On hand for the momentous occasion of the first SBRT treatment to support Dr. Hechtman and his team was physicist Brice Hamilton from CTSI, a physics service company. Hamilton equates a medical physicist in radiation to a pharmacist. His role is to make sure what the doctor prescribes is what the patient gets and that there are no complications that might arise based on other treatments.
“As experts on the machine, we make sure the equipment works as it is supposed to and help make clinical decisions as needed. We are always available for consultation, but for cases like this we like to be here on site,” explained Hamilton, who traveled from Baltimore, MD to be on-hand during this first patient treatment.
Boulier had been a little leery going into the treatment due to his previous experience, but he was pleased to find the experience much more tolerable this time around. “I didn’t have the pressure on my stomach. I really hated that last time.”
Hechtman explained that there are two ways treatment can be provided depending on the equipment. One technique requires the abdomen to be compressed so the diaphram can’t expand, which helps to diminish the motion of the lesion. This can be uncomfortable for the patient, especially for those with COPD. AR Gould uses sophisticated imaging that adjusts for respiratory motion, therefore abdominal compression is not necessary to deliver this advanced treatment safely and more comfortably for our patients.
In addition to radiation therapy, now including SBRT, and medical oncology provided by the hospital’s Cancer Care service, AR Gould offers several other services that support patients through their cancer journey.
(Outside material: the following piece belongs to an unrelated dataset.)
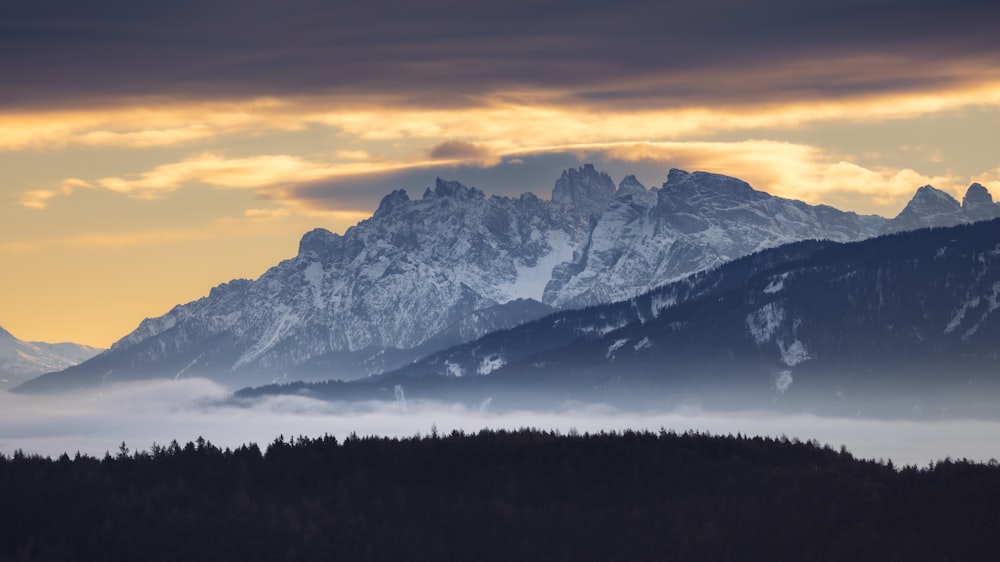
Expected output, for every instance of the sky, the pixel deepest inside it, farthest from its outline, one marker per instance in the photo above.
(152, 150)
A major aspect of this support is Palliative Care, which is patient-centered care that supports quality of life and ensures a patient’s goals of care are being supported.
Also playing a key role in the comprehensive cancer care are services through the Imaging and Rehabilitation Departments. The hospital’s Imaging Department includes the only PET scanner north of Bangor, which is used for tumor detection, staging, and treatment planning, as well as 3D mammography. The hospital’s rehabilitation department includes therapists who are specially trained for oncology rehab and lymphedema to help cancer patients through recovery.
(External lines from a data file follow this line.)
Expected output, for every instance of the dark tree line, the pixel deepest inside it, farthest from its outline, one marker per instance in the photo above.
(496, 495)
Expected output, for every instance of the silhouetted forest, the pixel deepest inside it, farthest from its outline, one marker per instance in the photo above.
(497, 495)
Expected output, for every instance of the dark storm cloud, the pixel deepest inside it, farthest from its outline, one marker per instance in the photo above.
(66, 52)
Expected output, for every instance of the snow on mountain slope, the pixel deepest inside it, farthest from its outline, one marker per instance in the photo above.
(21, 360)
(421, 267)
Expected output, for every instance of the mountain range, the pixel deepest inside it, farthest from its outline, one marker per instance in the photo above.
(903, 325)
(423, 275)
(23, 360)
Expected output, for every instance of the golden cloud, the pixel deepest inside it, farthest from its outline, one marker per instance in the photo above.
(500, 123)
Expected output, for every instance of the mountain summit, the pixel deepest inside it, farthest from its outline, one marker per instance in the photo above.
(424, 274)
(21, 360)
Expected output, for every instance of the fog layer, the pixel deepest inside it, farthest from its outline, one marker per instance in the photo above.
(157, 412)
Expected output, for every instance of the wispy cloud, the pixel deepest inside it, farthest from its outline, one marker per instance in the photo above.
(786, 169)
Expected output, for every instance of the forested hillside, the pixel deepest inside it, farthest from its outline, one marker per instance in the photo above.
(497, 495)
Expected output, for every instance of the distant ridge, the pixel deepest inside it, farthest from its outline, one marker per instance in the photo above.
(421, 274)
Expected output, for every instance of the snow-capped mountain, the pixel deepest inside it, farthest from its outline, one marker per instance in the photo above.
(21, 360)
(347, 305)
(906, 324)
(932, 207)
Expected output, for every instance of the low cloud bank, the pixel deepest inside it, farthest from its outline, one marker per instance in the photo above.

For cancer care that may not be able to be handled locally, the hospital maintains strong relationships with Northern Light Cancer Care in Brewer, as well as both Dana-Farber Cancer Institute and Massachusetts General Hospital Cancer Center in Boston.
The team providing the first SBRT treatment at AR Gould Hospital included, from left: Deirdre Ames, RT(R)(T) and Joshua Trainer, RT(T), radiation therapy technicians; Charles Hechtman, PhD, MD, radiation oncologist; and Brice Hamilton, MS, DABR, a physicist from CTSI.